On Board with Waterboarding?
January 27, 2017
With the inauguration of President Donald J. Trump, the issue of government sanctioned torture has been revived. From 2002-2006, military and intelligence interrogators made use of waterboarding, a form of simulated drowning, in their "enhanced interrogations." Since then, torture has been banned by both executive orders and federal legislation. President Trump, however, campaigned on the reinstitution of torture and recently asserted that "torture absolutely works."
The government endorsement of torture should be seen as a watershed in our society, marking our descent into a barbarism previously unthinkable. I was raised in an Army family and well remember the revulsion against torture that permeated the American military culture. As a young officer in the 1980's, it was made clear that we were never to permit torture by our soldiers. Teaching an ethics class at West Point in the 1990's, our curriculum was uniformly opposed to torture. Well do I remember my grandfather, a World War II tank general, insisting that how America wins her wars is just as important that she wins her wars. "If we become like our enemies in order to win a war, we have in fact lost the war," he insisted. Such noble and humane sentiments seem no longer to have a place in our increasingly barbarized society.
Most alarming to me has been the support of waterboarding and other forms of torture among evangelical Christians. To my surprise and indignation, instead of applying the obvious implications of the Sixth Commandment, Christian leaders have lined up in support of waterboarding. Is this blind political loyalty, without a biblical conscience? In the 1950's and 60's, it was the liberal churches - those who denied the Bible - who took the moral high ground in the Civil Rights Movement, while Bible-believers supported racism. What a tragedy it will be if a similar situation occurs over the endorsement of waterboarding by evangelicals. Against this possibility, let me offer three arguments for the Christian rejection of waterboarding and other forms of torture:
- The torture of non-combatants violates God's Sixth Commandment, "You shall not murder" (Ex. 20:13). As Jesus taught in the Sermon on the Mount, this commandment extends beyond murder to doing or even wishing harm against another (Mt. 5:21-22). Killing or harming armed soldiers is not murder, since the Bible commends just war. But torture inflicts terrible suffering on those who no longer pose a threat as a combatant. Whether or not it is true that "torture works" (and many legitimate sources have questioned this), the reality is that torture is a grossly immoral assault on divine image-bearers who no longer pose an armed threat.

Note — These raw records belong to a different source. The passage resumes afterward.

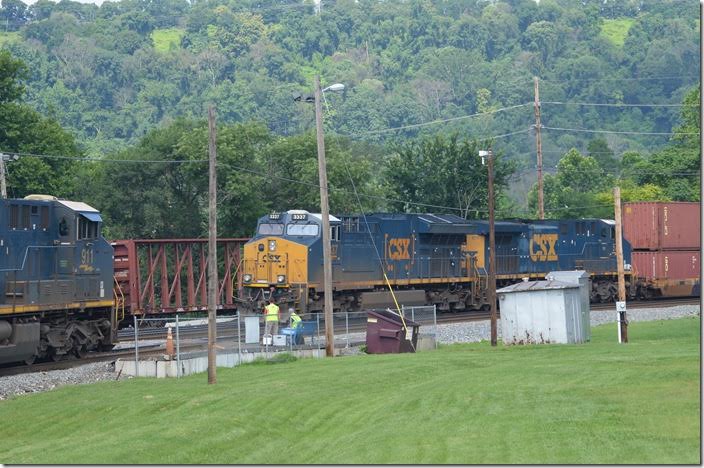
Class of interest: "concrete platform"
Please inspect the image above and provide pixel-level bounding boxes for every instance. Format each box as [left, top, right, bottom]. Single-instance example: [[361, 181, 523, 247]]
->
[[115, 348, 325, 378]]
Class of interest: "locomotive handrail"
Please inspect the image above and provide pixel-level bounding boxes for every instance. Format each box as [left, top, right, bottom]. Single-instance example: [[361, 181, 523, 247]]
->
[[0, 244, 74, 272]]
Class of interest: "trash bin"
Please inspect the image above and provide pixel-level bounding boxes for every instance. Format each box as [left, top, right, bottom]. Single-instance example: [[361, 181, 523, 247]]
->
[[367, 310, 420, 354]]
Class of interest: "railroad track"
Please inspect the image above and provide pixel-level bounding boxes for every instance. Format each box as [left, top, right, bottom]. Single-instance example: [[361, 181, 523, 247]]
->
[[591, 297, 700, 311], [0, 298, 700, 377]]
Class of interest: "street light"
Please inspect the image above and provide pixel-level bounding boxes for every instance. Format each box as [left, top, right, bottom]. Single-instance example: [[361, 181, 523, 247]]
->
[[0, 153, 20, 198], [293, 75, 345, 357], [479, 150, 497, 346]]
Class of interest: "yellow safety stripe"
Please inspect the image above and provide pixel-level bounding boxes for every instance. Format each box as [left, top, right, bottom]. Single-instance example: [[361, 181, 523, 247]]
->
[[0, 300, 114, 315]]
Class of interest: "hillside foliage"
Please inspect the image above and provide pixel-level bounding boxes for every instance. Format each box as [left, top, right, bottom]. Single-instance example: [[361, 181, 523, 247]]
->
[[0, 0, 699, 236]]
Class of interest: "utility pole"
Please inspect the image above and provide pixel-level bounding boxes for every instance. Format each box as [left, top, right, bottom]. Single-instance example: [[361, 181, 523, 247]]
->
[[0, 153, 7, 198], [315, 75, 335, 357], [699, 0, 704, 252], [614, 187, 628, 343], [479, 150, 498, 346], [208, 106, 218, 384], [533, 76, 545, 219]]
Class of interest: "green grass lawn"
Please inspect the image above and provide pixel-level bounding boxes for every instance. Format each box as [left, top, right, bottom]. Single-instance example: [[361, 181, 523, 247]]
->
[[601, 18, 635, 47], [152, 28, 185, 52], [0, 318, 701, 464]]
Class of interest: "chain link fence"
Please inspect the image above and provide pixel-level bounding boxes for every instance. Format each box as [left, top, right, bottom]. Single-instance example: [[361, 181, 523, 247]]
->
[[124, 306, 437, 377]]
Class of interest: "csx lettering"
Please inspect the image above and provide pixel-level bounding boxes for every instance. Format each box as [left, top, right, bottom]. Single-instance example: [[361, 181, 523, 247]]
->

- The use of torture undermines the moral basis for just war. America has traditionally waged war for the sake of a better peace. Yet torture inspires anger and hatred for generations. America has traditionally understood that behind the military conflict is a battle for hearts and minds. But how can we fight terror - which is rooted in hatred - when we are torturing the fathers, sons, and brothers of an already hate-filled enemy? The reality is that how we treat prisoners of war is directly related to the justice of our cause in war. And the justice of our cause in war is always a matter of strategic as well as moral significance.
- The sanction of torture betrays the military's moral obligation for the ethical development of our soldiers. Do senior officers no longer have a moral duty for the character formation of their troops? Do we consider what it must be like for our soldiers to be trained and commanded to perform these heinous acts of torture, as if they are not themselves victims of these savage acts? What horrors will we unleash on our civilian society when military torturers are returned to their families and neighborhoods?